There is currently a great deal of legal uncertainty about commercial text-and-data mining in the UK
Other countries have moved faster than the UK at securing the legal foundations for training AI
Japan, Singapore and the EU each provide competitive models for the UK to consider

Data is the raw resource upon which AI is trained, through a process known as text-and-data mining (TDM). In order to ensure that AI is of a high quality, the data that underpins it needs to be plentiful.

In the UK there is currently a limited TDM exception from copyright, covering only copies made for the purposes of conducting non-commercial research that was introduced in 2014. So long as non-commercial AI researchers have lawful access to data – for example, if it is publicly viewable on the internet without needing to sign up to a contract to get past a paywall – they do not have to ask for a licence from the owners of the copyrighted material that is being mined.
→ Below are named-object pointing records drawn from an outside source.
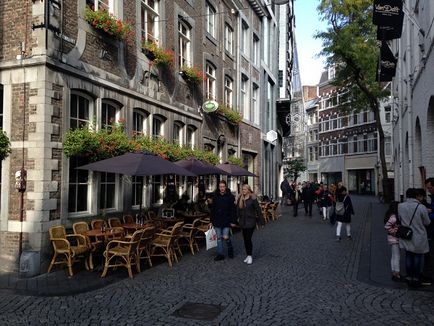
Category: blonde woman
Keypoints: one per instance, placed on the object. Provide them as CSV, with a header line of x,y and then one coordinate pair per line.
x,y
248,214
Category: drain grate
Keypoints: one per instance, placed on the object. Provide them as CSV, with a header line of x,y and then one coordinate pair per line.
x,y
199,311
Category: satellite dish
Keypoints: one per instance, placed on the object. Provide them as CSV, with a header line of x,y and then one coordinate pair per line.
x,y
210,106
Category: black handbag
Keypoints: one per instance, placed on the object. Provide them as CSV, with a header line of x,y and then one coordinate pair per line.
x,y
405,232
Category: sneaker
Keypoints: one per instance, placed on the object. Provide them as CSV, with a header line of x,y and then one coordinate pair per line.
x,y
219,257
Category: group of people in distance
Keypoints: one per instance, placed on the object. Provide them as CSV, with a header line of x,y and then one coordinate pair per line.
x,y
333,202
415,212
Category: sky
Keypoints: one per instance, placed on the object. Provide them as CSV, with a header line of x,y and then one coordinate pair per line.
x,y
307,23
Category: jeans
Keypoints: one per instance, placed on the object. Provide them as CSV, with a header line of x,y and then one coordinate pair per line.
x,y
223,234
413,265
247,237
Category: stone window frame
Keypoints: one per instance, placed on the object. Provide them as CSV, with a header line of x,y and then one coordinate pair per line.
x,y
146,10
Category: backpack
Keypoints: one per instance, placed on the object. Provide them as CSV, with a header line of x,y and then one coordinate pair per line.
x,y
340,208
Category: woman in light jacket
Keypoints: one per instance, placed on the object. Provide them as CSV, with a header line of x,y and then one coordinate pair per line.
x,y
417,246
249,214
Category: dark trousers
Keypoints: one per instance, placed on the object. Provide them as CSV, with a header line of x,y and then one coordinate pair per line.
x,y
413,264
308,206
247,236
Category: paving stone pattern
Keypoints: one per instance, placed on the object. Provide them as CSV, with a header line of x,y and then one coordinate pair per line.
x,y
300,276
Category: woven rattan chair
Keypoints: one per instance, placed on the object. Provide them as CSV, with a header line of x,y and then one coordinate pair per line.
x,y
64,248
114,222
122,253
187,235
164,243
144,247
94,245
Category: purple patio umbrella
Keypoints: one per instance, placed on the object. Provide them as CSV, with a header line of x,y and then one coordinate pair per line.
x,y
235,170
137,164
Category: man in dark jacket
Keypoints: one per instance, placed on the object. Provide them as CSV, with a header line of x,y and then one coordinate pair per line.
x,y
222,218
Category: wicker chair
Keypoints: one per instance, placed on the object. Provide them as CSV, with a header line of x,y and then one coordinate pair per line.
x,y
128,219
93,244
114,222
187,235
144,247
122,253
165,242
63,248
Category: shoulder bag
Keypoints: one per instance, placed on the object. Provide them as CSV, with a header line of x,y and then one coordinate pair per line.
x,y
405,232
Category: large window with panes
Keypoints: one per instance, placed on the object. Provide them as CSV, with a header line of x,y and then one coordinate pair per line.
x,y
210,81
210,20
184,35
149,19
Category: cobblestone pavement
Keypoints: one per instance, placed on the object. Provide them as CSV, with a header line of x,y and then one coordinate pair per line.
x,y
300,276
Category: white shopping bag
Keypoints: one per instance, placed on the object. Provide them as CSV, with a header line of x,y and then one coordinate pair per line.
x,y
211,238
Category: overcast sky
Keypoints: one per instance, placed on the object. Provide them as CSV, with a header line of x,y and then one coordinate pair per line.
x,y
307,23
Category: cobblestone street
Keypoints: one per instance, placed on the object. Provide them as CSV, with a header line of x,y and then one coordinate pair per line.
x,y
300,276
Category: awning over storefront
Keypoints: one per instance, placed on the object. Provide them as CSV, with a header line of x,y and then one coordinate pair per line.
x,y
388,15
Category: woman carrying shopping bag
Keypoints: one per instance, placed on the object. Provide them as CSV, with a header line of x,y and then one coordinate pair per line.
x,y
249,214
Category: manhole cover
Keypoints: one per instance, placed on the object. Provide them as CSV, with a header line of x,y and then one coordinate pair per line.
x,y
199,311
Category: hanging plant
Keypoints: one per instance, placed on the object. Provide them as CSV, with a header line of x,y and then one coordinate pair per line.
x,y
192,74
106,22
5,145
234,117
158,56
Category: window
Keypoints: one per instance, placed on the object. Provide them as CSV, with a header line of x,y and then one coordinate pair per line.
x,y
244,42
229,39
190,136
244,99
107,191
79,111
256,54
184,43
255,103
228,92
177,133
210,81
157,127
210,20
149,15
78,188
139,123
108,115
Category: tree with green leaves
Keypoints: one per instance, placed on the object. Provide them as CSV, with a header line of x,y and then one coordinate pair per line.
x,y
350,44
293,168
5,145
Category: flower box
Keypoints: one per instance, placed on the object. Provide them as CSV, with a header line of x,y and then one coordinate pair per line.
x,y
107,23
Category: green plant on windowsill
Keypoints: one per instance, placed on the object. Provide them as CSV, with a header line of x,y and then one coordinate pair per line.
x,y
5,145
104,21
158,56
234,117
192,75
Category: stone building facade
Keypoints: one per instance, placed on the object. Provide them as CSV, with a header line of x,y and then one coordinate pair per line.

Otherwise, in order to train AI, all other users have largely been expected to acquire licences from the people (or ‘rights-holders’) who own the copyright in the material that they wish to mine – in other words, the person who took a particular photograph, the writer of some text, and so on. In some cases, such licences may be given freely, but in general rights-holders expect to be remunerated for using their work for TDM. These licences can be extremely varied, as there can be any kind of agreement between two parties, with different price points for different kinds of licences too. Acquiring licences ultimately requires negotiation, though in some cases rights-holders will have signed up to collective licensing arrangements, by which a great many of them allow a particular entity to manage the negotiation of licences on their behalves.

That, at least, has been the expectation of many rights-holders. But some of the more established AI companies and other user groups interpret the law differently, and dispute whether the training of algorithms using lawfully accessed works constitutes copyright infringement.

Ultimately, this disagreement must either be decided in the courts or else pre-empted by a change in legislation in order to clarify the situation or to create new exceptions covering the use of TDM. And this looked, for a while, like it might have been impending.

In 2022 the Government announced, following a consultation, that it would implement a blanket exception from copyright for copies made for the purposes of TDM, without any opt-outs, and regardless of whether it is for commercial or non-commercial uses. In early 2023, however, after complaints from rights-holder groups, the Government said it no longer plans to extend the TDM copyright exception. Later that year, the Vallance Review recommended going ahead with extending the copyright exception for TDM to all purposes. The Government said it would be accepting the review’s recommendations, but chose to interpret them as meaning that it should task the Intellectual Property Office with overseeing negotiations between users and rights-holders with the purpose of reaching a voluntary code of conduct that both sides could sign up to.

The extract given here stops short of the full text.